Police and prosecutors say getting justice for trafficking victims is challenging because many victims aren’t willing or able to participate in investigations. But survivors say law enforcement and policymakers can make more investments that would allow police to be proactive in investigating traffickers while providing increased funding for social services, like housing and specialized treatment for trafficking victims, to enable survivors to safely participate in the prosecution of their traffickers if they choose to do so.

Mercy Dizon, a survivor of child sex trafficking in Washington’s Kitsap County in the early 2000s, said that although she has seen movement in how law enforcement addresses trafficking, she wouldn’t necessarily call it progress. “I think it is progressive for law enforcement to make policy changes.

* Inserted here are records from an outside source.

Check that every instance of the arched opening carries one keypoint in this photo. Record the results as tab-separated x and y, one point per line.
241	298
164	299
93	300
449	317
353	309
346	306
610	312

But is there a reduction in trafficking in our communities? No,” Dizon said. “I think it’s gotten worse.”

Law enforcement’s approach to sex trafficking wasn’t always so hands off. Historically, police departments across the nation — including in Washington and Oregon — used arrests for prostitution and other related crimes as a mechanism to temporarily remove adults and children from the sex trade and compel them to cooperate with trafficking investigations. Within the last two decades, police departments throughout the region have shifted to approaching kids involved in prostitution as victims, not criminals, striving to connect them with services instead of throwing them in jail.

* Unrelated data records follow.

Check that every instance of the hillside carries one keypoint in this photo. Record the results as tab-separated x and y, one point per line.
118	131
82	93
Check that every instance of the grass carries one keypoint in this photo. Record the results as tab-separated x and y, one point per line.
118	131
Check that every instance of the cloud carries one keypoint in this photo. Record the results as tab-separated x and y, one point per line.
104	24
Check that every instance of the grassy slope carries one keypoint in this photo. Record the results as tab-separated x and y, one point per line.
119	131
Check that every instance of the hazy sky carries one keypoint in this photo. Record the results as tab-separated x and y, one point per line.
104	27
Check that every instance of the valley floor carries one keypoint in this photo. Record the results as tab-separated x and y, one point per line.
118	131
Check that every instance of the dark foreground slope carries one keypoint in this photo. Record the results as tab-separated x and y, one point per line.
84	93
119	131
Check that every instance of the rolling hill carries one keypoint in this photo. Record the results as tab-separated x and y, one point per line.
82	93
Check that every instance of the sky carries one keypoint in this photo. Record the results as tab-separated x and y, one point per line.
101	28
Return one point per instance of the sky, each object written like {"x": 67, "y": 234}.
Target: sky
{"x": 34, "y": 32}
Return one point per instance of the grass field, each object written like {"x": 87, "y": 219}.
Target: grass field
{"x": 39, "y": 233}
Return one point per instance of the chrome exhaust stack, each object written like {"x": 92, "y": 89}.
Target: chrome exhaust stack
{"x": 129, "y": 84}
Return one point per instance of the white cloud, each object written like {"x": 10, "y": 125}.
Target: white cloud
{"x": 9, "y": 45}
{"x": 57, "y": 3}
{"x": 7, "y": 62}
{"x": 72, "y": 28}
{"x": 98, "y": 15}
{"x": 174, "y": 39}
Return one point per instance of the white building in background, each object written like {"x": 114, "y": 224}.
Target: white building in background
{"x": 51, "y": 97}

The victim-centered approach aligns with what advocates call the “Equality Model,” in which those selling sex are not criminally charged while traffickers and buyers continue to be criminalized. Though the model is heavily criticized by survivors who argue that protecting sex workers’ safety requires full decriminalization of both buying and selling of consensual sex, advocates on both sides of the debate agree that children cannot consent to sex work.

In 2000, Congress passed the Trafficking Victims Protection Act, the first comprehensive federal law to address human trafficking. The act added new criminal provisions that strengthened the ability of federal prosecutors to pursue cases against traffickers. Since then, all states have adopted policies to prosecute trafficking cases and protect survivors within state courts as well. Washington became the first state to enact a law making human trafficking a crime in 2003. Oregon followed suit in 2007.

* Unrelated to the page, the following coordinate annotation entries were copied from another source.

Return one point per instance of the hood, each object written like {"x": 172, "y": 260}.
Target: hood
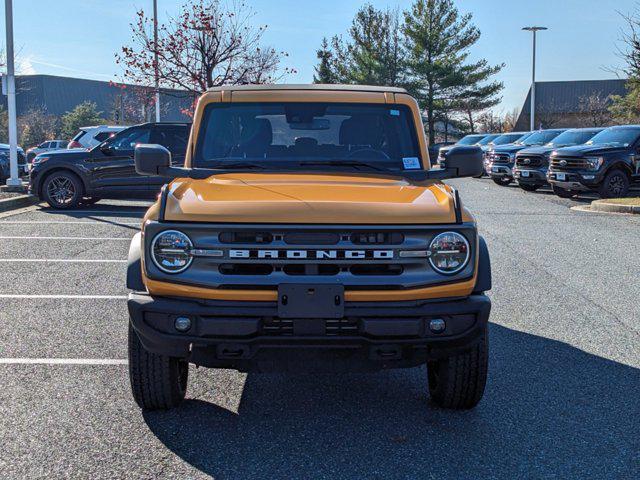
{"x": 309, "y": 198}
{"x": 585, "y": 150}
{"x": 66, "y": 154}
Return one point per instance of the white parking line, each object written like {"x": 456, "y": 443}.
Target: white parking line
{"x": 48, "y": 222}
{"x": 65, "y": 297}
{"x": 58, "y": 260}
{"x": 92, "y": 239}
{"x": 62, "y": 361}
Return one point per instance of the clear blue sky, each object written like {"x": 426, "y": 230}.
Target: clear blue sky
{"x": 79, "y": 37}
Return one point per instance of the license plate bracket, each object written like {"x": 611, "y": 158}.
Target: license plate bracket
{"x": 310, "y": 301}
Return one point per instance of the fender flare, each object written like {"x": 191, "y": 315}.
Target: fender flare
{"x": 134, "y": 265}
{"x": 483, "y": 281}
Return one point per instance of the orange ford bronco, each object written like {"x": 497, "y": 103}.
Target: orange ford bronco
{"x": 307, "y": 232}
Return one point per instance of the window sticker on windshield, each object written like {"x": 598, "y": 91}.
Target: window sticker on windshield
{"x": 411, "y": 163}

Yet many states are struggling to put these laws into practice. A 2021 study sponsored by the National Institute of Justice, an agency of the U.S. Department of Justice, found that while a majority of investigations into sex trafficking cases led to prosecution (77%), only a third of those cases were prosecuted under human trafficking laws. The remaining cases were prosecuted under other charges, like sexual or physical violence, drug possession and drug trafficking.

JR Ujifusa, a senior deputy district attorney in Multnomah County, says the victim-centered approach is a “double-edged sword” — although fewer victims are going to jail, traffickers are also using this to their advantage, as police officers have few alternative places to send victims. Many young victims deny they are being trafficked at all, making it difficult for police to convince them to seek help and to report information about their traffickers, a crucial piece of many criminal investigations.

Though law enforcement, prosecutors and survivors agree that the solution is not to criminalize victims, many recognize that — if the end goal is to reduce trafficking — the current system is not working.